A simple way is to randomly choose methods. Another way is to use the SWAN-Suggester algorithm that we developed. This algorithm, at each run, proposes two most impacful methods to the user (shown also in Figure 1). For this, we use the relevance of the features that are not covered by the added methods. The relevance is calculated by a one-at-a-time analysis. The following is a pseudo code of our algorithm.

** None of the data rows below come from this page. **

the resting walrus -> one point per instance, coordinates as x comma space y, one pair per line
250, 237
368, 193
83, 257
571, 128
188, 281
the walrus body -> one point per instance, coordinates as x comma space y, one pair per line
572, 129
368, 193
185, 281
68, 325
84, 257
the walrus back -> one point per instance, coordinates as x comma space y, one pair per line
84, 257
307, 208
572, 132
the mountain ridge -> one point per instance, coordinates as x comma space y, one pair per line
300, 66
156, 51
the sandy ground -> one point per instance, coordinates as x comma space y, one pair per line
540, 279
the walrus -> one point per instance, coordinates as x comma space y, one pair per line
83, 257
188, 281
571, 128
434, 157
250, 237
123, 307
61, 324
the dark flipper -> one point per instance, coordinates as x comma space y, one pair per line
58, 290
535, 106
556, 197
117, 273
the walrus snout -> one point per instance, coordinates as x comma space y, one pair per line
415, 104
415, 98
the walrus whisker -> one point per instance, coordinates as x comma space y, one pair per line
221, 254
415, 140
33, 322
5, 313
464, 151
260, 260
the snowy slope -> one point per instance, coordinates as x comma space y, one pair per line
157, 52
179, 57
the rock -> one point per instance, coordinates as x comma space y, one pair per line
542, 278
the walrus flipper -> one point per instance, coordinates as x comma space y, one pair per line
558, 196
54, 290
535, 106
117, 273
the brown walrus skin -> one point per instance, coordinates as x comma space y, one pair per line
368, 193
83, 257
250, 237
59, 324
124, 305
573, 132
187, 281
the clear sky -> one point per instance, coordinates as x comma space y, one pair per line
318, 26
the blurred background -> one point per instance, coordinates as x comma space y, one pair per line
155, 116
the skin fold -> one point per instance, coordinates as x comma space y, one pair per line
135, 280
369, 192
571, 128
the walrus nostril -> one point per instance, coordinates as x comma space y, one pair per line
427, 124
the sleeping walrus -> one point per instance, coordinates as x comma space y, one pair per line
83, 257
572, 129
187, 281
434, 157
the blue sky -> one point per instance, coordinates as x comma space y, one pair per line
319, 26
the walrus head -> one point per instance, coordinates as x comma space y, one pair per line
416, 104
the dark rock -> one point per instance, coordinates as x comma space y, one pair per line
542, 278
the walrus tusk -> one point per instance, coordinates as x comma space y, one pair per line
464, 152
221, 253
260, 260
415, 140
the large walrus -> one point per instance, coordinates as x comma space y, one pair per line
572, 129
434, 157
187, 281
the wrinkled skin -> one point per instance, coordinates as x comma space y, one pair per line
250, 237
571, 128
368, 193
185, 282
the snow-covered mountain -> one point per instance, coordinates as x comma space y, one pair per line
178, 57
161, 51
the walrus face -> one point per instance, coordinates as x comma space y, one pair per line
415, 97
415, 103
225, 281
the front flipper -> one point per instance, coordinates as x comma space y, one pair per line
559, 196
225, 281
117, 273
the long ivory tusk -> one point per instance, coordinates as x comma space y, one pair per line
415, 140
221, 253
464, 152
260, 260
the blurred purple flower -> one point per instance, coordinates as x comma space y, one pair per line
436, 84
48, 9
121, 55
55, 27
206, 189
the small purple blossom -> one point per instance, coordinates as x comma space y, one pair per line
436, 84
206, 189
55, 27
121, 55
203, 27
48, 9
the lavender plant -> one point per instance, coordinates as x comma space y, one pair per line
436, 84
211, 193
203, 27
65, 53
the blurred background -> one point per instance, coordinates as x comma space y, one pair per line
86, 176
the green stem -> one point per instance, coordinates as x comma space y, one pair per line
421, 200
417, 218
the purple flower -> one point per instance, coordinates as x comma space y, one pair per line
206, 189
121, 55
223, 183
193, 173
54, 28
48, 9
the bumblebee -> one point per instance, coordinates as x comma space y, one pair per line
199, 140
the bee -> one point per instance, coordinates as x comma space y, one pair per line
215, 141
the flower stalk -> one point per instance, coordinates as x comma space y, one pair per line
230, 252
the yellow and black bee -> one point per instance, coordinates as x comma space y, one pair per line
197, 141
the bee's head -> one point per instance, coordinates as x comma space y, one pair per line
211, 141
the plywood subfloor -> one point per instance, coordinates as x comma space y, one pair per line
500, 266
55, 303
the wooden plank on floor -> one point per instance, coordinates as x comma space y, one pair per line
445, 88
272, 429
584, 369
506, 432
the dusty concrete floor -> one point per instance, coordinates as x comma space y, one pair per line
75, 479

For the evaluation, we manually classified and labeled the 1,663 methods of GXA [4] with one or more of the following classes: sources, sinks, CWE-89, none. 286 methods were identified as sources, 183 methods as sinks, and 29 as relevant to CWE-89, and consider this our ground truth. To evaluate how SWAN-Suggester algorithm helps improve the results of SWAN, we compare the resulting SRM lists when feeding SWAN_ASSIST randomly selected method pairs, and when using SWAN-Suggester to select those pairs. We first run SWAN with its initial training set and GXA as a testing set. Then, add a new method pair to the training set and continue until we run out of methods. For each of the 819 iterations, we report the classification’s precision (Figure 3). The precision shown for the random suggester is averaged over 10 runs.

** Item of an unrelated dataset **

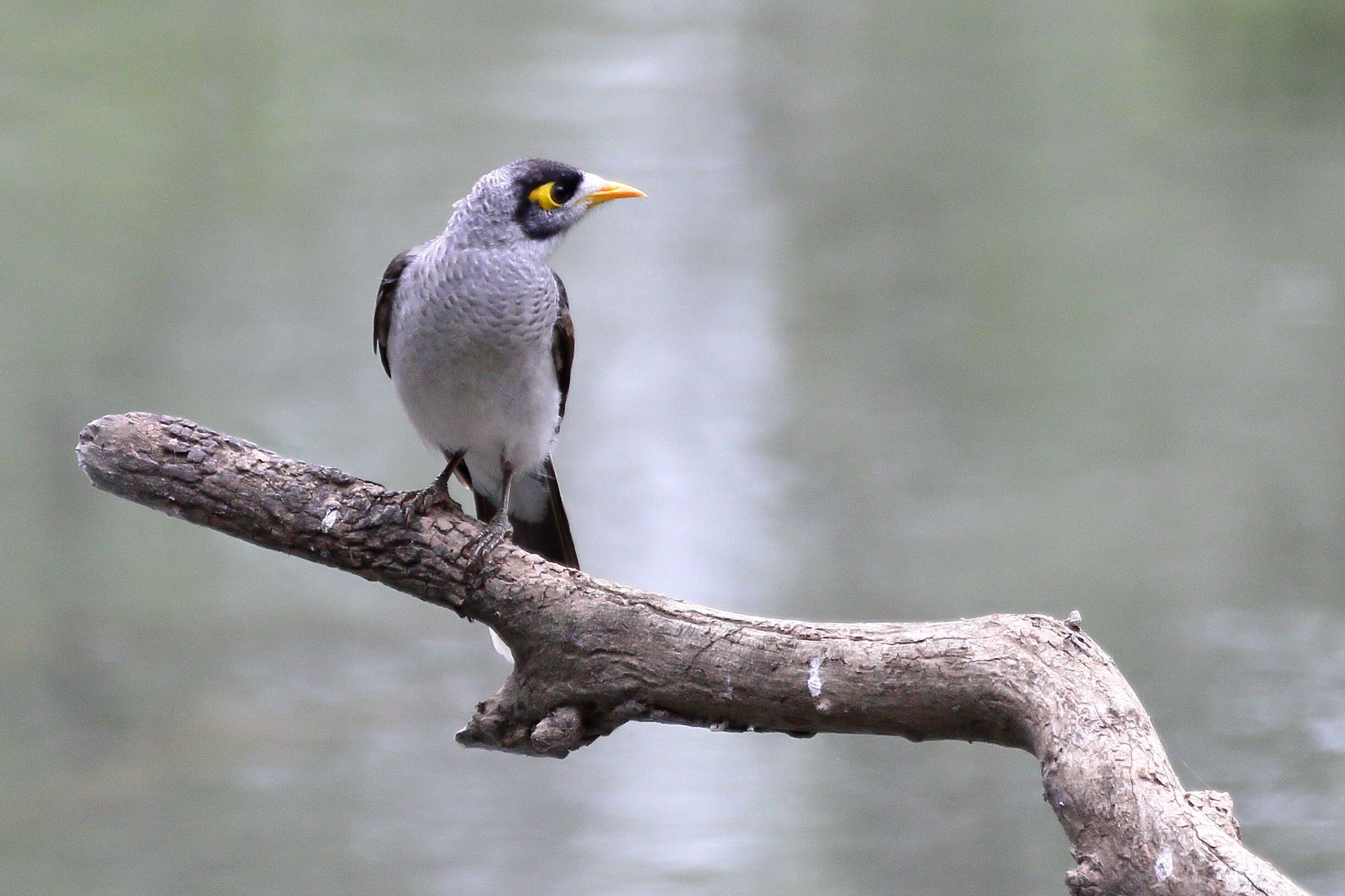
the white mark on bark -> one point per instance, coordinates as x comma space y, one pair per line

Figure 3 Precision of the sources (top), sinks (middle), and CWE-89 (bottom) over 819 iterations of SWAN by adding methods with SuggestSWAN and with random selection

We see that for sources and sinks, the evolution of the precision for the random suggester is linear. This shows that the suggester does not help the classification: the precision increases naturally as a new pair is added to the training set. On the other hand, SWAN shows a quick increase in precision at the beginning, showing that the suggester is efficient in selecting the methods with the most impact first. This maximizes the impact of the classification and minimizes the developer work to tune SWAN to their code base. In the case of sources, the precision reaches 0.8 at iteration 31 (from 0.75 at iteration 1), making 60 methods labeled (4% of the total number of methods in the application). Afterwards, the growth slows down, reaching a precision of 0.9 after 91 iterations. In the random case, the growth is much slower, reaching a precision of 0.8 at iteration 166 and 0.9 at iteration 414. For sinks, the precision using reaches 0.9 at iteration 20 (from 0.61 at iteration 1) with SWAN-Suggester, requiring the developer to only label 1% of the total number of methods in the application. This precision is only reached at iteration 358 with the random suggester.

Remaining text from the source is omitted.